Aborder ainsi la « question rom », c’est renoncer à partir du racisme, ou plutôt accorder à ce mot un statut différent. Nos gouvernants aiment à croire qu’ils ne font que refléter le sentiment des gouvernés ; aussi évoque-t-on volontiers la xénophobie et le racisme populaires, comme si la politique n’y était pour rien. Il importe en réponse de montrer à l’œuvre le « racisme d’en haut », autant que la « xénophobie d’en haut ». Cependant, il ne s’agit pas tant de déplacer le racisme des « riverains » aux « élites » que de décaler la manière d’aborder le problème. Si c’est à juste titre qu’on peut nommer le racisme d’État, ou la xénophobie d’État, il ne faudrait pas en imputer la cause principale aux sentiments racistes des élus ou des bureaucrates. Si l’État est raciste ou xénophobe, ce n’est pas tant au sens psychologique ou idéologique, mais en pratique, indépendamment des intentions, des sentiments et des valeurs de ses agents. Le racisme est l’effet de la race, et non sa matrice. À force de traiter différemment, on fabrique des « autres » ; il faut bien qu’ils le soient, pour qu’on agisse de la sorte – et d’ailleurs, façonnés par cette expérience, ne le deviennent-ils pas ? Ainsi, la politique d’État est raciste d’abord et surtout en ce qu’elle fait la race.

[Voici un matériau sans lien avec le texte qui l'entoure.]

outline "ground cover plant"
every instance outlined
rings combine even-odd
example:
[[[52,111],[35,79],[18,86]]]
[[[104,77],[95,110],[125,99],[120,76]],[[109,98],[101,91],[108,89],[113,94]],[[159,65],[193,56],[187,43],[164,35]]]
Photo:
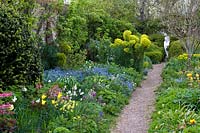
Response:
[[[108,132],[142,79],[133,68],[91,62],[79,70],[44,73],[44,83],[4,92],[12,92],[15,132]]]
[[[200,132],[200,58],[193,55],[190,69],[187,58],[183,54],[166,64],[149,132]]]

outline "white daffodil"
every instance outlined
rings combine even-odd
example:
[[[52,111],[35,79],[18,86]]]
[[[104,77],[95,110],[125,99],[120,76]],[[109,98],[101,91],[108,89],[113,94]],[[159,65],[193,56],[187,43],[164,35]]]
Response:
[[[77,85],[76,84],[73,86],[72,90],[77,90]]]
[[[24,87],[22,88],[22,91],[23,91],[23,92],[26,92],[26,91],[27,91],[27,88],[24,86]]]
[[[14,96],[14,98],[12,99],[13,102],[16,102],[17,101],[17,97]]]
[[[12,111],[13,109],[14,109],[14,105],[11,104],[10,107],[9,107],[9,110]]]

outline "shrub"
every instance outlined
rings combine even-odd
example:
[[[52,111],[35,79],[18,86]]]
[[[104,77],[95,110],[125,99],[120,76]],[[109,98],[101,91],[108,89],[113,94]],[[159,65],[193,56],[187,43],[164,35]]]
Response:
[[[15,1],[16,2],[16,1]],[[33,18],[25,15],[23,3],[1,3],[0,81],[3,86],[31,84],[41,77],[39,48],[32,32]]]
[[[146,64],[145,64],[145,62],[146,62]],[[153,68],[151,59],[146,55],[144,56],[144,68],[148,68],[148,69]]]
[[[64,68],[66,66],[67,57],[64,53],[57,53],[57,65]]]
[[[163,59],[163,54],[160,51],[145,52],[145,55],[148,56],[154,64],[160,63]]]
[[[169,58],[177,57],[184,53],[184,48],[180,41],[171,42],[169,45]]]

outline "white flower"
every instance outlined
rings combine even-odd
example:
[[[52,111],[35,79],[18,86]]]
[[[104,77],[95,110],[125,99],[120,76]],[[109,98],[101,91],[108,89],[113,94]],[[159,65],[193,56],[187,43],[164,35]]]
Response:
[[[27,88],[26,88],[26,87],[23,87],[23,88],[22,88],[22,91],[26,92],[26,91],[27,91]]]
[[[40,98],[38,100],[35,101],[36,103],[40,103]]]
[[[16,102],[17,101],[17,97],[14,96],[14,98],[12,99],[13,102]]]

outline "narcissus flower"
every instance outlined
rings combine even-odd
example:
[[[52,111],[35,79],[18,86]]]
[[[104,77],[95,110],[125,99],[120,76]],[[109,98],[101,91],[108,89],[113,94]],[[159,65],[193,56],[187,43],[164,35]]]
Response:
[[[14,105],[11,104],[10,107],[9,107],[9,110],[12,111],[13,109],[14,109]]]
[[[130,30],[125,30],[123,33],[124,40],[129,41],[131,34],[132,34],[132,32]]]
[[[129,53],[130,49],[129,48],[124,48],[124,52]]]
[[[62,93],[59,92],[57,98],[60,99],[62,97]]]
[[[42,94],[42,99],[45,99],[47,96],[45,94]]]

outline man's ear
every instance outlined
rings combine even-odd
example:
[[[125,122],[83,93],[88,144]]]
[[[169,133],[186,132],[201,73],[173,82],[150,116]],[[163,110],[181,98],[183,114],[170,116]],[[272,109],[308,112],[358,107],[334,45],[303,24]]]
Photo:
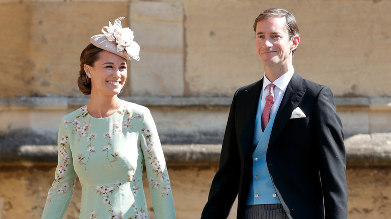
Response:
[[[295,35],[291,39],[291,51],[295,50],[299,46],[299,43],[300,42],[300,37],[298,35]]]

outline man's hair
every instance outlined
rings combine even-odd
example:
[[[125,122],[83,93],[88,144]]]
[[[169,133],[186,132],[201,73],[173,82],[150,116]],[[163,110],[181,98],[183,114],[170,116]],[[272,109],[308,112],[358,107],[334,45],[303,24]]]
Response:
[[[254,25],[253,26],[254,31],[257,31],[257,24],[260,20],[272,18],[283,18],[284,16],[286,20],[285,26],[289,34],[289,40],[291,39],[295,36],[300,36],[299,34],[299,26],[297,25],[297,22],[295,18],[295,15],[286,10],[277,8],[269,8],[262,12],[255,18]],[[295,51],[296,49],[292,51],[292,56]]]

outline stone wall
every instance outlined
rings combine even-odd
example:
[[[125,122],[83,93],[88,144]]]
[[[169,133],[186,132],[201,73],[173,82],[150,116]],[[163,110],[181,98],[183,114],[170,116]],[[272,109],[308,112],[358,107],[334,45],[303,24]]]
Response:
[[[262,76],[252,24],[273,6],[296,14],[302,76],[338,96],[391,94],[389,0],[1,0],[0,95],[79,95],[81,50],[122,16],[141,46],[124,95],[231,96]]]
[[[209,144],[221,143],[235,90],[263,72],[254,19],[275,6],[298,21],[295,69],[334,94],[349,218],[391,218],[391,0],[0,0],[0,219],[40,218],[61,118],[88,101],[80,52],[120,16],[141,46],[121,98],[150,108],[168,160],[185,153],[168,162],[177,218],[199,218],[217,168]],[[194,144],[198,156],[175,149]],[[80,194],[77,184],[67,218]]]

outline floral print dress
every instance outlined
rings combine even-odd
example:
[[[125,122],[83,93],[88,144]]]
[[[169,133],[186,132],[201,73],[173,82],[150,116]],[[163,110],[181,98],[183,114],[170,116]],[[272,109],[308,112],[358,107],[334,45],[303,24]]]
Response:
[[[121,100],[112,115],[91,116],[85,106],[64,116],[58,164],[43,219],[62,218],[76,176],[81,219],[149,218],[142,184],[146,170],[156,219],[175,218],[163,151],[149,110]]]

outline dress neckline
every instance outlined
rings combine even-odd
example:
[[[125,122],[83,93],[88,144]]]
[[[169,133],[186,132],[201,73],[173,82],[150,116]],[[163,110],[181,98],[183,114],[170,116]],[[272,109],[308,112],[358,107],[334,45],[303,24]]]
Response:
[[[90,118],[94,118],[94,119],[96,119],[96,120],[104,120],[104,119],[108,118],[109,118],[112,116],[113,115],[114,115],[114,114],[115,114],[117,113],[117,111],[118,111],[118,110],[121,111],[121,109],[122,108],[122,106],[123,105],[123,100],[120,100],[121,101],[121,103],[120,104],[119,106],[118,106],[118,108],[117,108],[117,110],[114,111],[114,112],[112,114],[111,114],[111,115],[108,116],[107,116],[106,117],[102,117],[102,118],[97,118],[96,117],[94,117],[92,116],[91,116],[91,114],[90,114],[90,113],[88,112],[88,110],[87,109],[87,104],[86,104],[85,106],[83,106],[83,108],[85,108],[85,111],[88,113],[88,114],[87,115],[87,116],[89,116],[89,117],[90,117]]]

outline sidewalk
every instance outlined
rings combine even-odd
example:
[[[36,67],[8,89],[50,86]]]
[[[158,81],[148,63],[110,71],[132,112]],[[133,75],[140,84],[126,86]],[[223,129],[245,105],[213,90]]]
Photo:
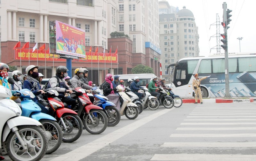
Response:
[[[248,97],[247,97],[248,98]],[[194,98],[182,98],[183,103],[193,103],[195,101]],[[205,98],[203,99],[204,103],[248,103],[253,102],[254,100],[256,100],[256,97],[252,97],[249,98],[243,99],[241,97],[233,97],[232,99],[224,99],[222,98],[216,97],[212,98]],[[200,103],[199,98],[197,99],[197,102]]]

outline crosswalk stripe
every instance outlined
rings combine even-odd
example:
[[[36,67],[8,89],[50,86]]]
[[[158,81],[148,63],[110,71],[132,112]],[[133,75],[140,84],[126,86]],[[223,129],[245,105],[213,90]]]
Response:
[[[256,142],[165,142],[161,147],[256,147]]]
[[[150,160],[180,161],[255,161],[256,155],[239,154],[156,154]]]
[[[256,134],[172,134],[170,137],[255,137]]]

Aujourd’hui, en France, cette politique de la race passe en particulier par une technologie gouvernementale récente qu’on peut appeler « l’auto-expulsion ». Nous traduisons ce concept de l’américain : aux États-Unis, pour lutter contre l’immigration clandestine (estimée aujourd’hui à 11 millions de personnes), la droite républicaine utilise l’idée et la pratique depuis 1994. La Californie adopte alors par référendum la Proposition 187 qui ferme aux immigrés en situation irrégulière l’accès aux écoles et aux hôpitaux publics. Le gouverneur de l’État, Pete Wilson, en explicitait la logique : « S’il est clair pour vous que vous ne pourrez pas avoir de travail, et que votre famille n’aura pas droit aux protections sociales, vous vous auto-expulserez ! » Ce que l’éditorialiste William Safire résumait crûment dans le New York Times du 21 novembre 1994 : « Pourrissez-leur la vie jusqu’à ce qu’ils quittent le pays ! » Certes, on peut en convenir, « la manière la plus économique de changer le comportement est de rendre la vie insupportable dans les conditions actuelles ». Ce conservateur concluait néanmoins : « Une politique publique qui vise à pourrir la vie des enfants n’en est pas moins une abomination. »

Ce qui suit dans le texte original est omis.